Not without parallels in history, of course, because of geography or economic issues; not many freeways - or subways - in Venice, or the Falkland Islands. ;)

Sean M. Brooks said...

Kaor, Mr. Stirling!

Good points, but Dave also made good points re Vixen being not particularly wealthy or populous.

Ad astra! Sean

S.M. Stirling said...

Vixen isn't a big metro planet, but it's also not technologically backward -- it wouldn't be habitable if it was. In the Technic universe, antigravity is not "rocket science", nor are fusion plants and really high-density energy storage -- all are commonplace.

S.M. Stirling said...

It's established that energy is very, very cheap on any but backward planets in the Technic universe, and that it can be easily stored at very high density -- superbatteries, essentially. Likewise, antigravity is ubiquitous.

Roads, on the other hand, require construction and maintenance, and road travel is much slower.

Sean M. Brooks said...

Kaor, Mr. Stirling!

I was trying to think of a way to "save appearances" in Anderson's depiction of Vixen. But I have to agree, Vixen was a little too implausibly primitive.

Oh well, I still like HUNTERS OF THE SKY CAVE!

Ad astra! Sean

Jim Baerg said...

In a discussion about "Day of Their Return", the economics of water transport on the Flone river was questioned.
I suggested that if hovering by antigravity took significant power (though less than a helicopter) bulk goods transport might still be cheaper by water than by antigravity craft. It would take raising the power needs of hovering by antigravity higher to make road transport still economic. Rail transport would be somewhere in-between.

DaveShoup2MD said...


Fusion, be definition, requires certain things on the periodic table; it's entirely plausible that on a world with limited fissionables and not much of an economy beyond local needs, it could very well make more economic sense to refine liquid fuels from petroleum, hydrogen, or methane than mine uranium, create plutonium, or what have you.

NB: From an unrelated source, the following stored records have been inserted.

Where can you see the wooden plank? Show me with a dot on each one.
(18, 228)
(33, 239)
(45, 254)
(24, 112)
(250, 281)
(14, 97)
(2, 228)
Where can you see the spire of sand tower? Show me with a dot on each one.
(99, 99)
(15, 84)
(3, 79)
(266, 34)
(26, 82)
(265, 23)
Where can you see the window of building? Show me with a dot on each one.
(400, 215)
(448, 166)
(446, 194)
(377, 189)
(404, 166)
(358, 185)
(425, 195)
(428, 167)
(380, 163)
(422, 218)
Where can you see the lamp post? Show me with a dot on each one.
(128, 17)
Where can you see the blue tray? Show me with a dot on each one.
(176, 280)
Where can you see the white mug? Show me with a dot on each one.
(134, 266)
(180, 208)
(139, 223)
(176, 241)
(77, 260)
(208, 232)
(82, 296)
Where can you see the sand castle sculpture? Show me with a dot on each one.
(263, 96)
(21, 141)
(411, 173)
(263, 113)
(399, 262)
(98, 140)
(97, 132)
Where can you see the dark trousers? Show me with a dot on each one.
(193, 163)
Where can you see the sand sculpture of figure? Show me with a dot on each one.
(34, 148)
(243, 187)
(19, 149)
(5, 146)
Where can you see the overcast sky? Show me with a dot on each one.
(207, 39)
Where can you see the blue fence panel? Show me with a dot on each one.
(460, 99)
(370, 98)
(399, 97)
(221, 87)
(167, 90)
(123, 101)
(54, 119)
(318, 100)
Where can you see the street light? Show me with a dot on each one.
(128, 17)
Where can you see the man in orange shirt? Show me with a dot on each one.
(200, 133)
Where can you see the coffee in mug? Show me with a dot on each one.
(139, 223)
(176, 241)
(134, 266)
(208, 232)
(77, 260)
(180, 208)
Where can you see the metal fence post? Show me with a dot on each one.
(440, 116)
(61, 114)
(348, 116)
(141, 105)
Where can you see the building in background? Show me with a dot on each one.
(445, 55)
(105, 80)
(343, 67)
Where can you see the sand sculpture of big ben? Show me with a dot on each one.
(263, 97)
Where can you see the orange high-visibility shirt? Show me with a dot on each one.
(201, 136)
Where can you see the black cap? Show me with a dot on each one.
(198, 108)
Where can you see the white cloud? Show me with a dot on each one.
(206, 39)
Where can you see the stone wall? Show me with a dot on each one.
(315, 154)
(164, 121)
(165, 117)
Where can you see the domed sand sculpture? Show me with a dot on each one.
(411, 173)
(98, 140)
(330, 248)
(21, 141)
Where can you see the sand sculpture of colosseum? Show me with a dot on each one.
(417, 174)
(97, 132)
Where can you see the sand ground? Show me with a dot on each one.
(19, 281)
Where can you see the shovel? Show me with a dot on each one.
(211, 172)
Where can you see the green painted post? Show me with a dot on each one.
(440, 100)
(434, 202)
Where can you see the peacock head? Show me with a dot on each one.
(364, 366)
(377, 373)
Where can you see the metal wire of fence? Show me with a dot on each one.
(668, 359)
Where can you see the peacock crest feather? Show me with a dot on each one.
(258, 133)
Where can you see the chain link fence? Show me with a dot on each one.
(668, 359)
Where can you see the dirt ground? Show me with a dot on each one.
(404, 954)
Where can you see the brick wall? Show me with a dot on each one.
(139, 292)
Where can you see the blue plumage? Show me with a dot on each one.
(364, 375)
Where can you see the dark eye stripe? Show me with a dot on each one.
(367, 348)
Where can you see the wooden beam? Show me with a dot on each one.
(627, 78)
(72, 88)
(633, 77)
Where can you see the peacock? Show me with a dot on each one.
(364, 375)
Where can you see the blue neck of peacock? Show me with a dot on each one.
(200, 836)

In Anderson's telling, Vixen is colonized fairly "early" in the human expansion, and although habitable, is hardly prime real estate by the time of the novel.

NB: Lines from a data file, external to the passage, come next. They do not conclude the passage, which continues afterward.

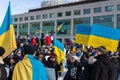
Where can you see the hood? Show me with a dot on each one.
(103, 58)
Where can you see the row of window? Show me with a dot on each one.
(48, 26)
(68, 13)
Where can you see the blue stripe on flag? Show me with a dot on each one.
(105, 32)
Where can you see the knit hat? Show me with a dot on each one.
(75, 57)
(53, 55)
(102, 49)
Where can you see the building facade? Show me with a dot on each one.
(46, 19)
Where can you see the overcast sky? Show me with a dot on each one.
(19, 6)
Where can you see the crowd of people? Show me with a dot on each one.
(82, 62)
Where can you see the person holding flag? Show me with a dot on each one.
(7, 36)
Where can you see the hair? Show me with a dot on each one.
(2, 51)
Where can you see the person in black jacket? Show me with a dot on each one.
(52, 63)
(74, 70)
(3, 73)
(100, 68)
(114, 67)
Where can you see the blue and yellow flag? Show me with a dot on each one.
(7, 36)
(60, 26)
(104, 36)
(59, 50)
(98, 36)
(82, 34)
(29, 69)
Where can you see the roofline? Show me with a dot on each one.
(64, 5)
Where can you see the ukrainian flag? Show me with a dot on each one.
(82, 34)
(7, 36)
(104, 36)
(60, 26)
(28, 69)
(59, 50)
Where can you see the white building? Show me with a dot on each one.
(46, 19)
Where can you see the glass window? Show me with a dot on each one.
(44, 16)
(38, 17)
(118, 21)
(52, 15)
(118, 7)
(77, 12)
(97, 10)
(86, 11)
(66, 28)
(35, 29)
(68, 13)
(48, 26)
(21, 19)
(59, 14)
(23, 29)
(31, 17)
(26, 18)
(109, 8)
(104, 20)
(78, 21)
(15, 19)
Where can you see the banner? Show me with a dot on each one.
(82, 34)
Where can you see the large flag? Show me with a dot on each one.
(82, 34)
(98, 36)
(60, 26)
(28, 69)
(104, 36)
(7, 36)
(59, 50)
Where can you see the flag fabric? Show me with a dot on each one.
(98, 35)
(104, 36)
(82, 34)
(7, 36)
(28, 69)
(59, 50)
(60, 26)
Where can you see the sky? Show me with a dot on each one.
(19, 6)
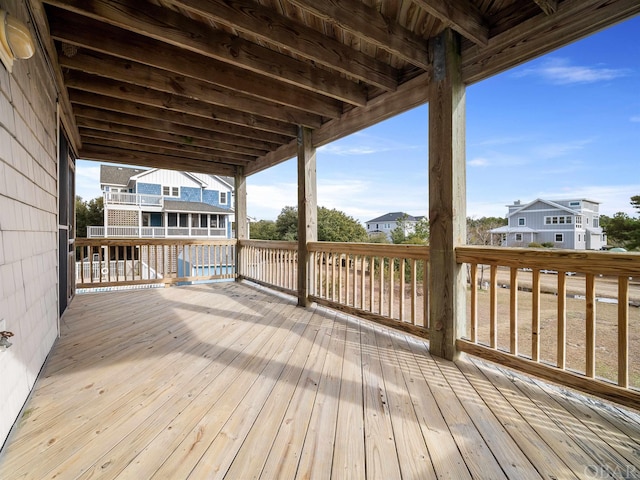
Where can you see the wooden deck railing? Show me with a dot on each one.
(118, 262)
(270, 263)
(385, 283)
(570, 316)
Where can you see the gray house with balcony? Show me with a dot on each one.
(157, 203)
(571, 224)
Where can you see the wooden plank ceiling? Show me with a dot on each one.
(210, 85)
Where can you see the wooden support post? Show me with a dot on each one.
(240, 207)
(447, 195)
(307, 209)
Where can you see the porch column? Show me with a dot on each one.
(447, 195)
(240, 207)
(307, 209)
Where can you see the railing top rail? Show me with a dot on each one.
(420, 252)
(276, 244)
(584, 261)
(98, 242)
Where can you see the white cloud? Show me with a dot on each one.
(88, 179)
(365, 144)
(559, 71)
(555, 150)
(612, 198)
(478, 162)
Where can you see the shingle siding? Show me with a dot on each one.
(190, 194)
(28, 225)
(149, 189)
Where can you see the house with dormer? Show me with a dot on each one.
(158, 203)
(571, 224)
(388, 222)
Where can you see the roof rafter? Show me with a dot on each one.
(251, 18)
(228, 142)
(80, 31)
(146, 159)
(461, 15)
(136, 73)
(172, 28)
(180, 137)
(84, 82)
(364, 21)
(188, 148)
(109, 100)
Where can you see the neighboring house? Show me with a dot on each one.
(158, 203)
(572, 224)
(390, 221)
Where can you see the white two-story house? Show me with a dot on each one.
(571, 224)
(156, 203)
(388, 222)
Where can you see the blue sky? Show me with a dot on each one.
(566, 125)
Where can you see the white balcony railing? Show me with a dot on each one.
(119, 198)
(155, 232)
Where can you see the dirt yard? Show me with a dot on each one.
(606, 322)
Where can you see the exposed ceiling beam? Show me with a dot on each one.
(231, 143)
(409, 95)
(80, 31)
(253, 19)
(117, 142)
(126, 92)
(367, 22)
(175, 29)
(548, 6)
(131, 157)
(90, 134)
(66, 110)
(110, 101)
(138, 74)
(461, 15)
(182, 137)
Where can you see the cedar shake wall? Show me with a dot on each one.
(28, 225)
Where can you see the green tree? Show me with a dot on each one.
(337, 226)
(287, 224)
(333, 226)
(263, 230)
(479, 230)
(418, 234)
(89, 213)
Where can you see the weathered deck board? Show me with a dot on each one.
(232, 381)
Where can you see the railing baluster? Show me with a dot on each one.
(561, 346)
(493, 314)
(623, 331)
(513, 311)
(535, 317)
(474, 303)
(590, 327)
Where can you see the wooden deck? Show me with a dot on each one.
(231, 381)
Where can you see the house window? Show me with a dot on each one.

In many senses, it's the equivalent of Newfoundland, or Nevis; desirable enough for European settlement/colonization in the 1500s or 1600s, but essentially a place to leave or pass by in later centuries.

Sean M. Brooks said...

Kaor, to Both!

So, all this makes me think even an interstellar civilization with FTL, some colonies on more marginal worlds could technologically lag behind other planets. That would "save the appearances" for Vixen in HUNTERS OF THE SKY CAVE.

Ad astra! Sean

S.M. Stirling said...

DS: fusion requires hydrogen, or isotopes thereof.

It doesn't require uranium or plutonium.

The heavy metals might be scarce on a habitable planet; but hydrogen (and its isotopes) are exceedingly unlikely to be unavailable, because hydrogen is the main component of -water-, among other things.

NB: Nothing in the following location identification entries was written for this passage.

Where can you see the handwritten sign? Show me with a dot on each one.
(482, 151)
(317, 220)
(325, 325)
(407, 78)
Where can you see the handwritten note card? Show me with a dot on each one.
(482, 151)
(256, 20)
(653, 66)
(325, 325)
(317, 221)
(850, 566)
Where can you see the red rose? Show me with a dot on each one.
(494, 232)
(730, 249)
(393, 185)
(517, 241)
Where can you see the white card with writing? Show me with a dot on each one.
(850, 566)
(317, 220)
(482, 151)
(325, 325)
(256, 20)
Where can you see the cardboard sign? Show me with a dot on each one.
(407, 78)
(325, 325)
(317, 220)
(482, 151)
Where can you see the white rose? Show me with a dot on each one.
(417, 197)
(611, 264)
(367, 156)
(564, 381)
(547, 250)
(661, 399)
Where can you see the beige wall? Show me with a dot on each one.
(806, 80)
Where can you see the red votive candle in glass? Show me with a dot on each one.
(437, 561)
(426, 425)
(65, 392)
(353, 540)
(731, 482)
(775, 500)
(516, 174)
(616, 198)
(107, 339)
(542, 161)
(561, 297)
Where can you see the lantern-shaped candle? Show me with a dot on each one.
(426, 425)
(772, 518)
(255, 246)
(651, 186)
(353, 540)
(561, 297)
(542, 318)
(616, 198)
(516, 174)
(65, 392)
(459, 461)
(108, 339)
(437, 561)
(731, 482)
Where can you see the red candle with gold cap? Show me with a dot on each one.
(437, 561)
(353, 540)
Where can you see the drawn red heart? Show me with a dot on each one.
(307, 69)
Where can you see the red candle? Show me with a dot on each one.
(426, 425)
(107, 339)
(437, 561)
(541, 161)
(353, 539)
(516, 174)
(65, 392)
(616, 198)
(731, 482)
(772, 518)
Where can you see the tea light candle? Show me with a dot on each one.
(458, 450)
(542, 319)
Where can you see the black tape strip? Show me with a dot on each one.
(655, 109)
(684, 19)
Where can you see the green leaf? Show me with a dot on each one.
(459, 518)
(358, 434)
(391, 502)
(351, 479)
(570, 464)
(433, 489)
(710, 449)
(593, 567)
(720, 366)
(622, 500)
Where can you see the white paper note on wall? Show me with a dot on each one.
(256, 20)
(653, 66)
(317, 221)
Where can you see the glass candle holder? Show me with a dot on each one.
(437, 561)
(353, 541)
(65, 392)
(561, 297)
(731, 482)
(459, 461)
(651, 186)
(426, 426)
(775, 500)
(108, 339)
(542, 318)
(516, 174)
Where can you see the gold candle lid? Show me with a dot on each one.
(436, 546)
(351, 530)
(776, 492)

And you don't even need -much- hydrogen. It's a very energetic reaction.

And Technic civ. has energy storage dense enough that Flandry can repeatedly use a personal antigravity belt, flitting around.

The Vixenites -arrived- with that tech.

And they haven't relapsed into primitivism or fallen out of contact with Technic civilization in general. So presumably they would have access to it.

Sean M. Brooks said...

Kaor, Mr. Stirling!

Then the only thing I can think of would be to wish Anderson had thought of having Vixen settled by Old Order Amish. If Vixen had been colonized by Amish who wanted to eschew modern technology, that's one way of having a planet not as advanced as most human colonized planets in the Empire.

And the idea of Flandry trying to interact/socialize with a young Amish woman coming from so different a background as his would be piquant!